Walk up Ingleborough from Clapham Route Description
1 – From the car park in Horton, turn right and follow the main road through the village, passing the famed Pen-y-Ghent Cafe – the traditional starting point of the Yorkshire Three Peaks challenge. After the road bends left around the church you will come across two side roads on the left – turn left into the second one. Follow this lane past the primary school and along the walled lane until you reach a wooden signpost pointing the way to Pen-y-ghent.
2 – Following the direction of the sign, head through the first gate and turn left through the second to start climbing up a wide, eroded path alongside a drystone wall. Continue up the hill following the wall crossing a couple of small areas of limestone pavement. As you climb, the whole of Pen-y-ghent will come into view. Keep following the path until you reach a set of stone steps which climb to a gate and the Pennine Way, running at right angles to the path from Horton.
3 – Take a left on to the Pennine Way which is followed all the way to the summit. The path leads towards the nose of Pen-y-ghent before swinging slightly to the right where it begins to climb more steeply. A short set of rock ‘stairs’ will need to be negotiated before a respite.
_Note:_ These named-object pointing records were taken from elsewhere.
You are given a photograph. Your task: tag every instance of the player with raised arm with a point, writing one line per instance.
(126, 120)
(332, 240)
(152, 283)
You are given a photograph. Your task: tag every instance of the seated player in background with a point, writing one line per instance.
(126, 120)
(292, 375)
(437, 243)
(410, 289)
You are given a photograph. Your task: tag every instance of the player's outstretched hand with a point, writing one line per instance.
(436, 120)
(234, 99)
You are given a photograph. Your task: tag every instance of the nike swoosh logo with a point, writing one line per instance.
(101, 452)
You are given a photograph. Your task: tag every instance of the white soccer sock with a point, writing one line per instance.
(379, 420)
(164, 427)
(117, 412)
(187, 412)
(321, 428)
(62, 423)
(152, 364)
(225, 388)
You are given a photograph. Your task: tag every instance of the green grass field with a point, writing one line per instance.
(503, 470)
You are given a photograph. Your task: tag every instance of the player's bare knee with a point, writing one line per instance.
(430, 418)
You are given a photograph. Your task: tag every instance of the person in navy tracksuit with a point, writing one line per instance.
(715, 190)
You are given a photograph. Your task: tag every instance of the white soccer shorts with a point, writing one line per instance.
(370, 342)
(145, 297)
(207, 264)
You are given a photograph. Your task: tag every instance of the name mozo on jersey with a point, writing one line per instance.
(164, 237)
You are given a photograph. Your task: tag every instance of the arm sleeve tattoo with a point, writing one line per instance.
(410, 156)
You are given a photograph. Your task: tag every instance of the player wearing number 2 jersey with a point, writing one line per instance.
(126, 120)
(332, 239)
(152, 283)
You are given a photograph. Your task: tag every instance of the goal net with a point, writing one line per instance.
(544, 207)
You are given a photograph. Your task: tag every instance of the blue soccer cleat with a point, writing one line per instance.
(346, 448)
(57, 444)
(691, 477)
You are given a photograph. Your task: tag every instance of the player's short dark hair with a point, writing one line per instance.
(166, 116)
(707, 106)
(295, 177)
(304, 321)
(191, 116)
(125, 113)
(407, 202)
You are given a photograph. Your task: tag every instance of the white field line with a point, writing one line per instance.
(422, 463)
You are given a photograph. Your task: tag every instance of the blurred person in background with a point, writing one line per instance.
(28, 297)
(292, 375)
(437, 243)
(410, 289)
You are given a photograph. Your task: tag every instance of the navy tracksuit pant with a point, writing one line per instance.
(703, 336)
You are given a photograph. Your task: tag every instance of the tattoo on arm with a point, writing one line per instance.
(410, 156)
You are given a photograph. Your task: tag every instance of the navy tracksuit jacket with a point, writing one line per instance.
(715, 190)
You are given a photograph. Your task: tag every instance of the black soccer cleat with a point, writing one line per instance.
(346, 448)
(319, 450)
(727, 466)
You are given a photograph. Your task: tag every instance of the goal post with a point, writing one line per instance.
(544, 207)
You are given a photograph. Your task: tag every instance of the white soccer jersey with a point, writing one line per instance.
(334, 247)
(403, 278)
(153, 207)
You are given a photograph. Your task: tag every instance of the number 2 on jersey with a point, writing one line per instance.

4 – A final, steeper section through a large boulder field leads to some modest scrambling towards the stop. The path may become a little vague towards the top. Once past this steeper area the gradient flattens and the main paved path is easy to follow once again. Follow this path as it makes the final gradual ascent to the summit. The summit has a fine curved shelter built into the wall and the obligatory trig pillar.
5 – Cross the wall and at the gated stile and follow the sign for the Yorkshire Three Peaks. The path heads north first, descending along the west side of Pen-y-ghent. At the finger post turn left and descend gradually over 1.5km to a path crossroads at Tarn Bar. On your left (after around 1km), the deep incision of Hunt Pot is a worthy diversion.
6 – At the crossroads, turn left through a gate and follow the long, walled lane back to Horton in Ribblesdale. On your left is the dry valley through which Hunt Pot Beck used to flow before being swallowed up by the enormous Hull Pot (this can be visited on this walk by turning right at the crossroads mentioned above and walking 200m to the north). Once back in Horton, make your way back to your chosen parking place.